Sayonara by James A. Michener


  “I’ve already …”

  “Be there, Bub. Hana-ogi’s comin’.”

  THE WOODCARRIER: “Japanese girls nice to kiss—yes?”

  I cannot remember how, exactly, I got to Joe Kelly’s house that night, but when I finally turned up the alley from the canal, when at last I saw the little wooden building and the sliding paper doors my heart was hammering like thunder. I slammed the doors aside and rushed in expecting to see Hana-ogi standing there. Instead Joe and Katsumi were horsing around and cooking food. They told me to sit on the floor and from that position I watched this couple in love and it occurred to me that I myself had never lived in a house where love was. My parents loved each other in the required way and I am quite sure that General and Mrs. Webster loved each other, but it was always love for some ultimate purpose: army advancement, social position in Lancaster, children. Here I was visiting the house of love itself.

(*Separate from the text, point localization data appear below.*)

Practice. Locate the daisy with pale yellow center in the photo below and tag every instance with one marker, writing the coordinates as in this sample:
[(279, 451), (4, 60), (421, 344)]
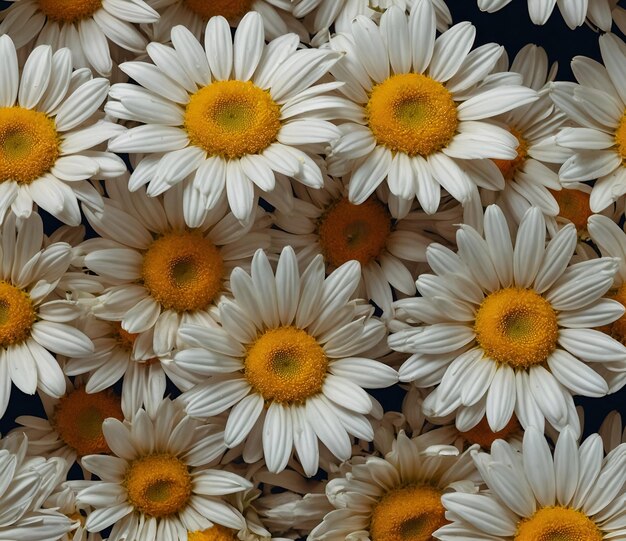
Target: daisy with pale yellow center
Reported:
[(230, 116), (157, 484), (47, 130), (423, 102), (325, 222), (290, 358), (87, 27), (575, 494), (598, 104), (33, 323), (510, 328), (162, 273), (397, 497)]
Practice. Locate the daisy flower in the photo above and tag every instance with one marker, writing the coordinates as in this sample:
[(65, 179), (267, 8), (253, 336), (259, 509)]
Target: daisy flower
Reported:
[(511, 328), (527, 180), (325, 222), (320, 15), (47, 128), (228, 117), (32, 324), (164, 274), (73, 427), (194, 14), (598, 104), (157, 484), (84, 26), (287, 358), (421, 110), (575, 494), (25, 483), (574, 12), (397, 496)]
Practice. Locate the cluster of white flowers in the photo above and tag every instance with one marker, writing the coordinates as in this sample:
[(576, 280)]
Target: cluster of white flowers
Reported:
[(270, 207)]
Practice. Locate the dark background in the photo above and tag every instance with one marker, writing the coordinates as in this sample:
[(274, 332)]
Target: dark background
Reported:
[(512, 28)]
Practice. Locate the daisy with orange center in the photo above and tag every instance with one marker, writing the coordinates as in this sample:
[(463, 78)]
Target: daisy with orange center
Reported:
[(163, 274), (95, 30), (290, 358), (397, 497), (158, 476), (535, 495), (509, 327), (231, 118), (324, 221)]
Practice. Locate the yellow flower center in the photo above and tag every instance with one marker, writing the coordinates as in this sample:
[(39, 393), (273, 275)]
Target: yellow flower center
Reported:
[(348, 231), (78, 419), (29, 144), (226, 8), (286, 365), (509, 167), (620, 138), (558, 524), (17, 315), (411, 513), (483, 436), (214, 533), (573, 206), (183, 271), (69, 11), (412, 113), (232, 118), (158, 485), (517, 327)]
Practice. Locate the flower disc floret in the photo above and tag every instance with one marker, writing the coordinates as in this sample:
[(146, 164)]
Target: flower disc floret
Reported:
[(29, 144), (558, 524), (69, 11), (286, 364), (183, 271), (17, 315), (232, 119), (158, 485), (226, 8), (412, 113), (360, 232), (411, 513), (516, 326)]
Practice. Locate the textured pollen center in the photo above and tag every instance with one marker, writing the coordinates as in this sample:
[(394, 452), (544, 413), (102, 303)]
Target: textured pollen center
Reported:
[(558, 524), (286, 365), (348, 231), (517, 327), (412, 113), (408, 514), (29, 144), (232, 119)]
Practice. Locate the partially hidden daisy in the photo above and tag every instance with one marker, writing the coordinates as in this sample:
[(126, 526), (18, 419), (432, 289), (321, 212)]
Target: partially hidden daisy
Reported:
[(229, 115), (194, 14), (33, 324), (157, 485), (162, 272), (398, 496), (290, 358), (423, 111), (598, 105), (324, 221), (575, 493), (48, 126), (510, 327), (25, 483), (574, 12), (86, 27)]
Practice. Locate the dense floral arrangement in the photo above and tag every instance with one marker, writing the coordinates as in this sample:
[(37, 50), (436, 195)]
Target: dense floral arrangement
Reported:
[(268, 210)]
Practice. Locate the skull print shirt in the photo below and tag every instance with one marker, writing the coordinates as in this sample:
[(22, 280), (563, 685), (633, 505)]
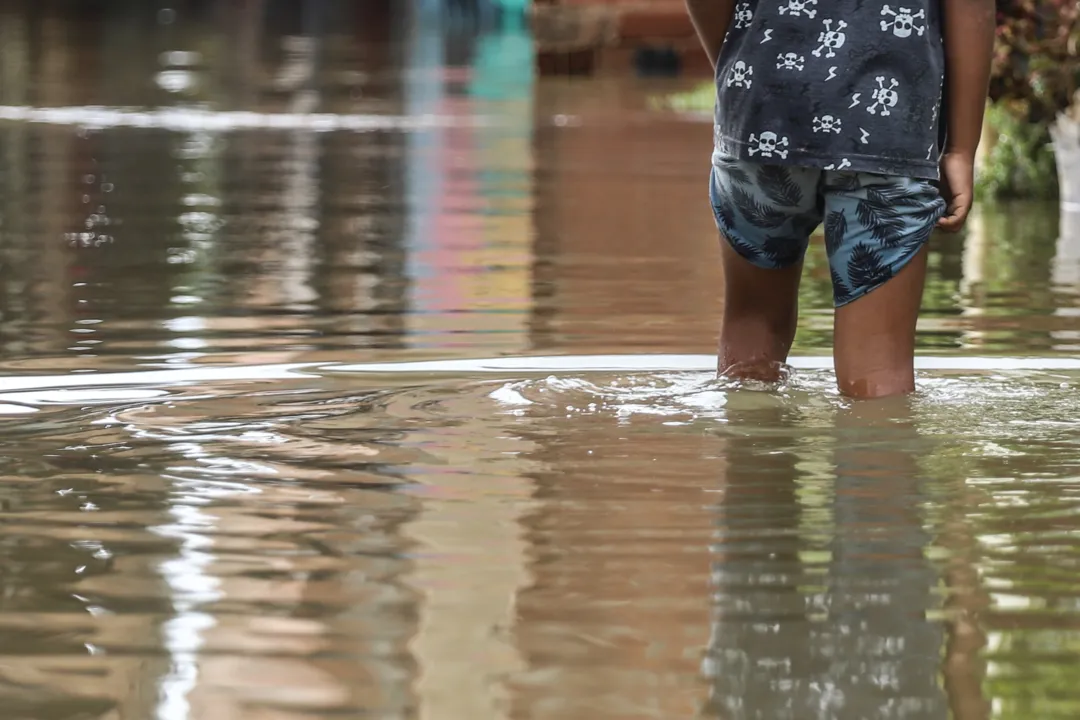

  “Joe,” I asked as we waited for Hana-ogi, “what was it you told me in Korea? American husbands talk about country clubs and getting junior’s teeth fixed?”

  “Yeah, but if they’re married to Japanese girls they talk about love.”

  “Suppose you went back to the front now …”

  “God fabbid.”

  “What would you talk about?”

  Joe held Katsumi off at arm’s length and said, “Topic for tonight. Ace, I fought to get this baby and I’m satisfied with what I got.” Then he spoke to her in Japanese and she burst into an uncontrolled giggle. She started to jam her hand into her mouth but Joe gave it a terrific belt and said, “Honest to God, Ace, it’s easier to train a dog.”

  As he said this the door opened and Hana-ogi entered. Softly and with infinite grace she slid the doors closed behind her and slipped out of her zori. She was dressed in a gray-blue kimono and her hair was rumpled. She stood so silently that Joe and Katsumi did not realize she was there; so while their backs were still turned I stumbled awkwardly to my knees and started toward her, finally gaining my feet. She laughed at my discomfort and the sound of her voice was so gentle that I was compelled to reach down and take her hands to my lips and try to kiss them, but as I did so she instinctively pulled them away and I noticed with indescribable emotion that they were a decided ivory. I stood aside to let her pass and said, “I am so glad you came.” She did not understand my words but even so she nodded in acknowledgment and I thought that she was less irritated than she had been when I tried to kiss her hand—and for my part I knew that she was twice as beautiful as I had ever seen her on the stage when she was dressed in men’s clothes.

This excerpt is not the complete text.